Donald Trump is defending his controversial immigration plan, telling Fox News’ Bill O'Reilly that the 14th Amendment — which guarantees citizenship to all people “born or naturalized in the United States,” including children whose parents came to the country illegally — is unconstitutional.
“It’s not going to hold up in court,” Trump said on The Factor Tuesday.
On Sunday, the Republican frontrunner released his formal plan for immigration reform, calling for a wall across the southern border to be paid for by Mexico, the defunding of so-called sanctuary cities and the “mandatory return of all criminal aliens” to their home countries — including so-called birthright citizens protected by the 14th Amendment.
“We’re going to keep the families together, but they have to go,“ Trump said on NBC’s Meet the Press.
“What happens is, they’re in Mexico, they’re going to have a baby, they move over here for a couple of days, they have the baby,” Trump told O’Reilly. "When people are illegally in the country, they have to go.”
He added: "Now, the good ones — there are plenty of good ones — will work, so it’s expedited, we can expedite it where they come back in, but they come back legally.”
O’Reilly said Trump’s plan would mean “federal police kicking in the doors in barrios around the country dragging families out and putting them on a bus.”
“I don’t think they have American citizenship,“ the real estate mogul and former Celebrity Apprentice host replied. “We have to start a process where we take back our country. Our country is going to hell. We have to start a process, Bill, where we take back our country.”
O’Reilly asked Trump if he would seek to amend the amendment.
“It would take too long,” Trump said. “I’d much rather find out whether or not anchor babies are actually citizens because a lot of people don’t think they are.”
Trump’s plan was praised by ultraconservatives, including former Alaska Gov. Sarah Palin.
“The immigration plan of his — especially the wall, that’s common sense — it’s a real shot in the arm to constitutionalists and conservatives who want America to be put first,” Palin told Fox News’ Greta Van Susteren. “We’re rewarding those who would take illegal action.

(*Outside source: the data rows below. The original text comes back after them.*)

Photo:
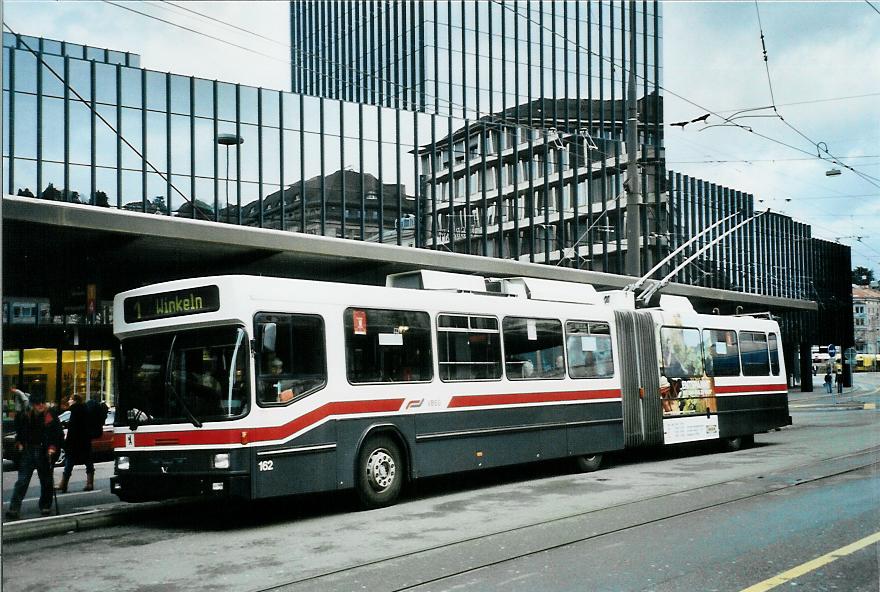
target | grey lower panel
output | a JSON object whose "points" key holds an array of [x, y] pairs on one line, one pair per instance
{"points": [[440, 443], [751, 414]]}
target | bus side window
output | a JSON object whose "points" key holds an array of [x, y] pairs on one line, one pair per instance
{"points": [[533, 348], [297, 366], [682, 352], [774, 354], [469, 347], [722, 352], [588, 346], [755, 356], [387, 346]]}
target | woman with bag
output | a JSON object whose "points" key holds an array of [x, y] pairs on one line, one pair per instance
{"points": [[78, 444]]}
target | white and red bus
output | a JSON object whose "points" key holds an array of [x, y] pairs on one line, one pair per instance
{"points": [[256, 387]]}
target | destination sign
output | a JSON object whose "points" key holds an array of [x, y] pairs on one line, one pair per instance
{"points": [[171, 304]]}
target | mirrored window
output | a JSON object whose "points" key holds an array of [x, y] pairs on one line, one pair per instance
{"points": [[25, 71], [156, 89], [131, 87], [180, 94]]}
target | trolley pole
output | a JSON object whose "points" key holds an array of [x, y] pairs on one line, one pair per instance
{"points": [[633, 197]]}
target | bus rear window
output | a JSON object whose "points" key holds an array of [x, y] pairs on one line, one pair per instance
{"points": [[387, 346], [753, 347]]}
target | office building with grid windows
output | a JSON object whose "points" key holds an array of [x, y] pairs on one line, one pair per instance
{"points": [[521, 115]]}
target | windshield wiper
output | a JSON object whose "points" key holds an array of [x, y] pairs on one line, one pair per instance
{"points": [[169, 386]]}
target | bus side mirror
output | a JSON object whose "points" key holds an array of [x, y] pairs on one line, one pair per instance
{"points": [[267, 338]]}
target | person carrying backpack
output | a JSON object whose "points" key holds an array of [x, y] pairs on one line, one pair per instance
{"points": [[37, 439], [78, 444]]}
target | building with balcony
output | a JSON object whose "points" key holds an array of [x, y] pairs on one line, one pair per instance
{"points": [[866, 319]]}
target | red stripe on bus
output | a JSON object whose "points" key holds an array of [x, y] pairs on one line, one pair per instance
{"points": [[234, 436], [517, 398], [749, 388]]}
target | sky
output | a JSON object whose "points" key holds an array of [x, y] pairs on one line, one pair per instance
{"points": [[824, 71]]}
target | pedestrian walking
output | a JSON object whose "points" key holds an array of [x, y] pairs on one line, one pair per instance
{"points": [[38, 438], [78, 444]]}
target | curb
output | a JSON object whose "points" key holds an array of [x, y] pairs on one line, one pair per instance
{"points": [[849, 406], [31, 528]]}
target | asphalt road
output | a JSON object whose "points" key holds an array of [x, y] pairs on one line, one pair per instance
{"points": [[681, 518]]}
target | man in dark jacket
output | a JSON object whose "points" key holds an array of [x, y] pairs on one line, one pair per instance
{"points": [[78, 444], [38, 438]]}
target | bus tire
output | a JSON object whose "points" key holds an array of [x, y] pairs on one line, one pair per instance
{"points": [[380, 472], [732, 444], [587, 463]]}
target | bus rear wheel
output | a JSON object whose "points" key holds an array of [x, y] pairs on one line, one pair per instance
{"points": [[380, 472], [587, 463]]}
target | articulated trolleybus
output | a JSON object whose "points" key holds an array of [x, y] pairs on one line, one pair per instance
{"points": [[255, 387]]}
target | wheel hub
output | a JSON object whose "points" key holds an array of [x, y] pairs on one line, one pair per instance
{"points": [[380, 469]]}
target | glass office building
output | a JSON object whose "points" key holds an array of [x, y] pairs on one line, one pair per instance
{"points": [[522, 154]]}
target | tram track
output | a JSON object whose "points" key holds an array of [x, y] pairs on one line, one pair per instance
{"points": [[489, 550]]}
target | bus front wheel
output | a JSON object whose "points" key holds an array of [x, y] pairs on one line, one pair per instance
{"points": [[588, 463], [380, 472]]}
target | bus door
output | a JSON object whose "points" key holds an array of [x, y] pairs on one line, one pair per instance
{"points": [[640, 380]]}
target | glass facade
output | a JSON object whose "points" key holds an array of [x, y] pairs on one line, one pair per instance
{"points": [[521, 151], [773, 255]]}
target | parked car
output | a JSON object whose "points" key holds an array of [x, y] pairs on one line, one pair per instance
{"points": [[102, 448]]}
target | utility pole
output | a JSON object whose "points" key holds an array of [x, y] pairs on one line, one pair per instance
{"points": [[633, 196]]}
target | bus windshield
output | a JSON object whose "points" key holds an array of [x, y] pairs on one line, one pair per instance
{"points": [[189, 376]]}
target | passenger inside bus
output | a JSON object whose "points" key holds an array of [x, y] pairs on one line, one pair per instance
{"points": [[272, 386]]}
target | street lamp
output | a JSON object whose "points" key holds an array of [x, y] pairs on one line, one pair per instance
{"points": [[228, 140]]}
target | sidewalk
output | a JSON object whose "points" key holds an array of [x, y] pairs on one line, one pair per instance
{"points": [[110, 515], [819, 399]]}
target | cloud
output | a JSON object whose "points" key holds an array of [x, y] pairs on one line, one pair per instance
{"points": [[713, 56]]}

He wants to stop that and certainly send the message that America comes first.”
Tea Party co-founder Mark Meckler told the Associated Press that Trump’s “position on deportation generally reflects what likely voters think.”
But a Wall Street Journal/NBC News poll released in July found 64 percent of Americans support either a path to permanent legal status or citizenship for immigrants in the country illegally.